Design of Experiment: perovskite thin film optimization PLQY and FWHM
This notebook is made to use optimPV for experimental design. Here, we show how to load some data from a presampling, and how to use optimPV to suggest the next set of experiment using Bayesian optimization.
The goal here is to do multi-objective optimization (MO) to maximize the photoluminescence quantum yield (PLQY) and minimize the full width at half maximum (FWHM) of a perovskite thin film.

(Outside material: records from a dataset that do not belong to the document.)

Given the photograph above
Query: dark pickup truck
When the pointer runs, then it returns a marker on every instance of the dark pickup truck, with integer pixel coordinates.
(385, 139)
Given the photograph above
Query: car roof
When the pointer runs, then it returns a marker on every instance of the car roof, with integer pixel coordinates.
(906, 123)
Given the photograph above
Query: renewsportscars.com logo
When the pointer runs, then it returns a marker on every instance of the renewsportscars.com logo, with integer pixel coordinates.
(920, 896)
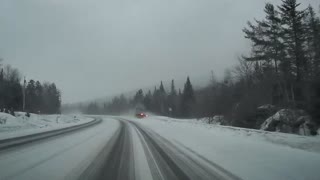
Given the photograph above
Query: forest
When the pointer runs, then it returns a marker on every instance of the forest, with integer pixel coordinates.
(39, 98)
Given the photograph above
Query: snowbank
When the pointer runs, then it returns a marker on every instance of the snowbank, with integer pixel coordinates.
(290, 121)
(21, 125)
(249, 154)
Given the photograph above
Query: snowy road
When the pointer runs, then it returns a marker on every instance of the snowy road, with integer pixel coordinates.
(114, 149)
(160, 148)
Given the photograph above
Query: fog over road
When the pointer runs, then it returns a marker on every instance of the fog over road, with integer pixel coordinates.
(116, 149)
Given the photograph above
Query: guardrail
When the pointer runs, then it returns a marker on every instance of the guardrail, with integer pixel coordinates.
(17, 141)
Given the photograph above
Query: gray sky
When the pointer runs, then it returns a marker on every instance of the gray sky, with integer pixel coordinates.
(95, 48)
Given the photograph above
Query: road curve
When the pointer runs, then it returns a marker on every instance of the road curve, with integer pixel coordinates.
(165, 160)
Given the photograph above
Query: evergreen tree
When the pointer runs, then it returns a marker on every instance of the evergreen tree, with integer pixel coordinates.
(294, 36)
(31, 96)
(187, 100)
(313, 41)
(172, 100)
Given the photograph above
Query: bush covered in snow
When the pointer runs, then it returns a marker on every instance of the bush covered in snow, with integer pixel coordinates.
(290, 121)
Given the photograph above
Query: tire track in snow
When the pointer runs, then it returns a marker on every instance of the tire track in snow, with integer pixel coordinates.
(182, 165)
(116, 160)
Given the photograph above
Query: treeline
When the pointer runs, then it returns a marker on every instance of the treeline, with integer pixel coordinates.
(282, 69)
(172, 103)
(43, 98)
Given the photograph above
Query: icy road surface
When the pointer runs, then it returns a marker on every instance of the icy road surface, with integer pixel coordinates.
(123, 148)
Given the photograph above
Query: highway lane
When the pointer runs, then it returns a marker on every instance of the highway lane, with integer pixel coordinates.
(116, 149)
(139, 153)
(60, 157)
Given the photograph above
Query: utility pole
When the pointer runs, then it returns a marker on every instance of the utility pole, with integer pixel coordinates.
(24, 94)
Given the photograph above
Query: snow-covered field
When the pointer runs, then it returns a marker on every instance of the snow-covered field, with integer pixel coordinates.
(249, 154)
(20, 125)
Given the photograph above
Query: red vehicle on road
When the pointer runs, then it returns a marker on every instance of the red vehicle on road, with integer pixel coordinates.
(141, 115)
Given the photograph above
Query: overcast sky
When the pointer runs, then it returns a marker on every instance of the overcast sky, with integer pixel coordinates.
(96, 48)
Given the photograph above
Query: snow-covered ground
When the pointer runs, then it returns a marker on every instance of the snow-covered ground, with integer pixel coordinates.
(20, 125)
(249, 154)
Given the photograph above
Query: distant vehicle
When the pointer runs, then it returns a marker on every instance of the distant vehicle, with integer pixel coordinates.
(141, 115)
(140, 111)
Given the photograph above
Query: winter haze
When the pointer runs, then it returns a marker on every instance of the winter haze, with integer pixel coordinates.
(103, 47)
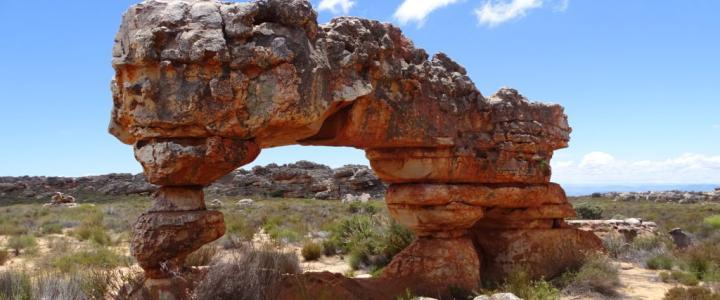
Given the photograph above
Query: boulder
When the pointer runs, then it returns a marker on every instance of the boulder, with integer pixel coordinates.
(201, 86)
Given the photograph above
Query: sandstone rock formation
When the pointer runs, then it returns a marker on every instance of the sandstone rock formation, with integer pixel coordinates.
(302, 179)
(60, 199)
(202, 86)
(629, 229)
(665, 196)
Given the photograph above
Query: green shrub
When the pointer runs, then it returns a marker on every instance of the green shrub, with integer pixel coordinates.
(202, 256)
(279, 232)
(599, 274)
(21, 242)
(94, 233)
(693, 293)
(519, 283)
(253, 273)
(650, 242)
(703, 260)
(15, 285)
(330, 247)
(96, 258)
(362, 207)
(665, 276)
(51, 228)
(395, 238)
(4, 256)
(713, 221)
(588, 212)
(658, 262)
(615, 245)
(685, 278)
(311, 251)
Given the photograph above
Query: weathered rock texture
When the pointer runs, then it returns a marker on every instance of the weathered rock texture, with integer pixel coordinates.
(302, 179)
(202, 86)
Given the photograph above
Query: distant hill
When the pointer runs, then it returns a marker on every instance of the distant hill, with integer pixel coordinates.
(587, 189)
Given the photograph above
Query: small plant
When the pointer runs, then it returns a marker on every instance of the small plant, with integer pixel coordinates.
(598, 274)
(659, 262)
(713, 221)
(202, 256)
(254, 272)
(21, 242)
(693, 293)
(97, 258)
(589, 212)
(51, 228)
(685, 278)
(312, 251)
(15, 284)
(4, 256)
(665, 276)
(519, 283)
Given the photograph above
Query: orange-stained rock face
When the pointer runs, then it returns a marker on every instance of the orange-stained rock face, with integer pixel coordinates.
(201, 86)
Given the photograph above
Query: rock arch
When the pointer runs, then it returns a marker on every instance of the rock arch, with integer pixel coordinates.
(202, 86)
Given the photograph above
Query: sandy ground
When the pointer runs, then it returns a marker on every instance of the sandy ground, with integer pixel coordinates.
(638, 283)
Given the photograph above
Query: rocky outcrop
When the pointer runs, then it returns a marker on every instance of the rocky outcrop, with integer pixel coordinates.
(202, 86)
(629, 228)
(664, 196)
(302, 179)
(43, 188)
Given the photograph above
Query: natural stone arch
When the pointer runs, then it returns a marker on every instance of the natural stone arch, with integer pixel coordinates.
(202, 86)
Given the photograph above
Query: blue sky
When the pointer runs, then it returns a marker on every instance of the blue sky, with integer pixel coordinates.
(640, 80)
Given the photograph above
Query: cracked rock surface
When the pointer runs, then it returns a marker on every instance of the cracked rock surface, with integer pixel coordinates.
(201, 86)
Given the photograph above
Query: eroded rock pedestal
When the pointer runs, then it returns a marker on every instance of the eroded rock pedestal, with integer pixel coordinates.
(201, 86)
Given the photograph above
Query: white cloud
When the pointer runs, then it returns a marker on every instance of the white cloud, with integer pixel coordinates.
(418, 10)
(336, 6)
(562, 5)
(494, 13)
(603, 168)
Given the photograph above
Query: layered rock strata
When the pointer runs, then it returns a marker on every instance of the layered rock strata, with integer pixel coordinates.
(201, 86)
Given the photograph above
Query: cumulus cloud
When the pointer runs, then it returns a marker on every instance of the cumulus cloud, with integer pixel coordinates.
(562, 5)
(603, 168)
(494, 13)
(418, 10)
(336, 6)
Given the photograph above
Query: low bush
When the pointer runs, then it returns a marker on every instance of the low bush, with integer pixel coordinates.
(370, 242)
(94, 233)
(248, 276)
(588, 212)
(4, 256)
(202, 256)
(703, 260)
(519, 283)
(685, 278)
(311, 251)
(712, 221)
(19, 243)
(51, 228)
(96, 258)
(665, 276)
(598, 274)
(693, 293)
(362, 207)
(660, 262)
(15, 285)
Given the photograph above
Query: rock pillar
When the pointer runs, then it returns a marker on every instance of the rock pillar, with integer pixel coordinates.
(178, 222)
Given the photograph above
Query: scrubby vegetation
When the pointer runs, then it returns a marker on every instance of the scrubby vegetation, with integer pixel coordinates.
(312, 251)
(254, 271)
(60, 242)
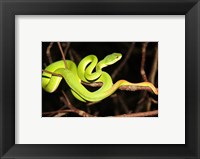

Note: The data used here is real data generated in the i-MEET and HI-ERN labs at the university of Erlangen-Nuremberg (FAU) by Frederik Schmitt. The data is not published yet, and is only used here for demonstration purposes. For more information, please contact us.
[1]:
# Import necessary libraries
import warnings, os, sys, shutil
# remove warnings from the output
os.environ["PYTHONWARNINGS"] = "ignore"
warnings.filterwarnings(action='ignore', category=FutureWarning)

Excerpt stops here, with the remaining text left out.